When airport CEO Colin Keel faced the music of last year's overwhelming community vote against airport growth he was, at first, gracious in defeat.
Since then we've seen him transform into a pugnacious corporate warrior who seems to have had his sensitivity, social awareness and strategic values either removed or censored out of existence.
It's important to ask the question Why? With all of his experience with American Airlines, Qantas and other high flying corporates he must be an intelligent man.
So why would he decide to totally ignore the pleadings of both the elected Queenstown Lakes councillors and thousands of local ratepayers by pushing on with an unrealistic growth strategy that seems doomed to fail?
He even seems to have lost the support of his own communications team with the well-respected Jen Andrews flying off at short notice on an extended European vacation and Naomi Lindsay in Wanaka being clearly uncomfortable with the lines she is being paid to sell to a sceptical community.
Local community ownership of 75% of the Queenstown Airport Corporation has become an Inconvenient Truth.
In fact, the only real effort this year to win local hearts and minds seems to have been a series of syrupy, even sickly sweet, videos that are supposed to tell us how much our airport management team Loves Flying. The only effect of the videos seems to have been some polite applause from the people that were paid to make the videos, some half-hearted cheering from the people who were in the videos and some muted "yays!" from the airport bosses who must have shelled out over $100,000 to get the videos made.
We've also had some photographs of cuddly airport security puppies.
The logical answer to the question as to why Colin Keel, the half million dollar man, has so far failed to modify his two mega-airports plan is External Interests.
Take a look at the Queenstown Airport Corporation's Board of Directors, as described by the QAC's own website.
Prue Flacks - Chair. Commercial lawyer with Russell McVeagh for 20 years.
Grant Lilly. Corporate and Air NZ experience. Based in Auckland.
Norm Thompson. Air NZ and tourism industry.
Michael Stiassny. Lawyer. Connected to Vector and Tower Insurance. Auckland based.
Mark Thomson. Investment management and General Manager (Property) for Auckland Airport.

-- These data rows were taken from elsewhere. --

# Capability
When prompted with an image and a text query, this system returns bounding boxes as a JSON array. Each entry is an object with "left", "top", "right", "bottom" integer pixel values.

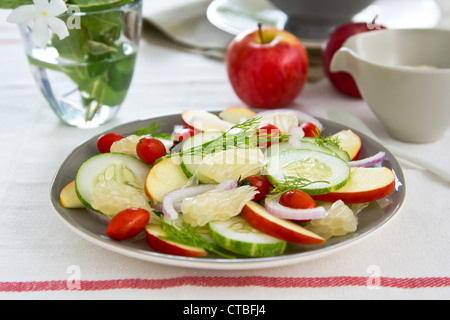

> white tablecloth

[{"left": 0, "top": 2, "right": 449, "bottom": 300}]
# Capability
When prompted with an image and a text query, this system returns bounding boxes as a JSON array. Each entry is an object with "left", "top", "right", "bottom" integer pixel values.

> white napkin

[{"left": 142, "top": 0, "right": 234, "bottom": 59}]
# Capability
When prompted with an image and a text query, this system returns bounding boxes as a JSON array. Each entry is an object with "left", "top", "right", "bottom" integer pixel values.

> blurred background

[
  {"left": 1, "top": 0, "right": 448, "bottom": 81},
  {"left": 141, "top": 0, "right": 449, "bottom": 81}
]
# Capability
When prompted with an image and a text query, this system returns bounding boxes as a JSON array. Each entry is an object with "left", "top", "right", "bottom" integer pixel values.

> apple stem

[
  {"left": 372, "top": 14, "right": 379, "bottom": 26},
  {"left": 258, "top": 23, "right": 265, "bottom": 44}
]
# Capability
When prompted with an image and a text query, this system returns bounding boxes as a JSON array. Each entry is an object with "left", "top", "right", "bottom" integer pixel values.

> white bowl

[
  {"left": 269, "top": 0, "right": 375, "bottom": 39},
  {"left": 331, "top": 28, "right": 450, "bottom": 143}
]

Adrienne Young-Cooper. NZTA, property development and a consulting planner.
Compare this team of commercial heavyweights with our generally valiant team of local elected councillors. You could argue that they don't stand a chance of influencing the QAC Board. It is David and Goliath - with Goliath on steroids.
Except for One Big Thing. The QAC Board and their man on the ground, Colin Keel, seem to have adopted a strategy of "Ignore the Locals. They don't have any Power."

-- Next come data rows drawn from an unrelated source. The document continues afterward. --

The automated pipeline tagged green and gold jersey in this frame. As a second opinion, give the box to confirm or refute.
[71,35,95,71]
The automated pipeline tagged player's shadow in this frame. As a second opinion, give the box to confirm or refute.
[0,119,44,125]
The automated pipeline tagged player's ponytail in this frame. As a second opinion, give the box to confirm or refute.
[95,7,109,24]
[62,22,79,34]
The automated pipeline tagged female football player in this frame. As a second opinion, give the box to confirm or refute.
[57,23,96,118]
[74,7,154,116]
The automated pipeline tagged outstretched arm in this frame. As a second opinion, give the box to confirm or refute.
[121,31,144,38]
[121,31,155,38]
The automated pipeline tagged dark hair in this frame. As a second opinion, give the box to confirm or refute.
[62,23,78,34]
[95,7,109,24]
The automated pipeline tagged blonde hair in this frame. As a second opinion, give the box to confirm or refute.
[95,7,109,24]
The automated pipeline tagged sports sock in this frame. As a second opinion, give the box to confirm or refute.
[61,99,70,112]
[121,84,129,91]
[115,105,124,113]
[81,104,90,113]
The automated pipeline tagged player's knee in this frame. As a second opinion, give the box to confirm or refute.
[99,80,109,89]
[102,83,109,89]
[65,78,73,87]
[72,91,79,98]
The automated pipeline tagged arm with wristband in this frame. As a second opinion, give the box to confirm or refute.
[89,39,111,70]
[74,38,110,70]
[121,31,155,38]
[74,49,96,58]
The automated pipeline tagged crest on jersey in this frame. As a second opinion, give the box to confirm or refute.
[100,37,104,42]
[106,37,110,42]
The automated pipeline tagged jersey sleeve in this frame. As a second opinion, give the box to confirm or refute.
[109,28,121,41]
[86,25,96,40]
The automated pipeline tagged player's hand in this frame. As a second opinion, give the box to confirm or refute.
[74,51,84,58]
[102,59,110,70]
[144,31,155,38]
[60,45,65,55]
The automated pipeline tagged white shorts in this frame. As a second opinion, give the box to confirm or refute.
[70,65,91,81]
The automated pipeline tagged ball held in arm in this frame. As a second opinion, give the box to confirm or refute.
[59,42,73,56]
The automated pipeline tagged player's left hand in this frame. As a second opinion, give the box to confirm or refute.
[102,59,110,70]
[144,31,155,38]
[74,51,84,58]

Big Mistake. Our Queenstown and Wanaka locals are pretty formidable, and the real battle has not even started.
If we fast forward then it may be a good bet that Mayor Jim Boult is the only person in this game smart enough to see that an adult compromise is necessary. He has business credibility but he also knows that you cross this community at your peril. It's not the Southern Lakes of twenty years ago when everyone was in tourism. Boult gets that and seems also to understand that the theory that we all benefit from tourism is full of very large holes.

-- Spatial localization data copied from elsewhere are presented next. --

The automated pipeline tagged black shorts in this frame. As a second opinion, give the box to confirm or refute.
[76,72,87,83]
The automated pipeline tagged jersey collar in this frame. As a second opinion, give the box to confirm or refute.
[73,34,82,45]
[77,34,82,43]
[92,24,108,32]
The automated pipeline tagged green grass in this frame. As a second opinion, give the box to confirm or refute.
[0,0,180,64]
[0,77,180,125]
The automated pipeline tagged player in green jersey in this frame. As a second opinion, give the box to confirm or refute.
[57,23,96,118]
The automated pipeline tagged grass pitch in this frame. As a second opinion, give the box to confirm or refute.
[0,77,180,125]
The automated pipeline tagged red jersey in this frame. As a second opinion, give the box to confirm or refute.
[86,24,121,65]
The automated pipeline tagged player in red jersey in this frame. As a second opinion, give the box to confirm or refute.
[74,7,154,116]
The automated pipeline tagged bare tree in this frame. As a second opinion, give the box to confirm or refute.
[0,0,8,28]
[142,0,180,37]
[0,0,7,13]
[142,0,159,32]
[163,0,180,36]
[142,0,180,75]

There is no trickle down. In fact we generally subsidise the external corporations that own most of our tourism interests. We are also discovering that their lip service to sustainability and climate change is just that - lip service. Let's go from three million visitors a year to seven million and still Save the Planet. Yeah - right.
Local ratepayers are not anti-growth or anti-profits. But we are anti-arrogance and anti-bullying. We do actually believe that our environment is at serious risk, and without a healthy environment we are all screwed - including the tourism industry.
Mr Keel might not have a long future peddling his pair of mega-airports. There might even need to be very significant changes at QAC Board level before their credibility can even start to be restored. They had two chances (draft and final) with this year's Statement of Intent and they blew both - big time.
These local airports belong to us as does the shape of their future.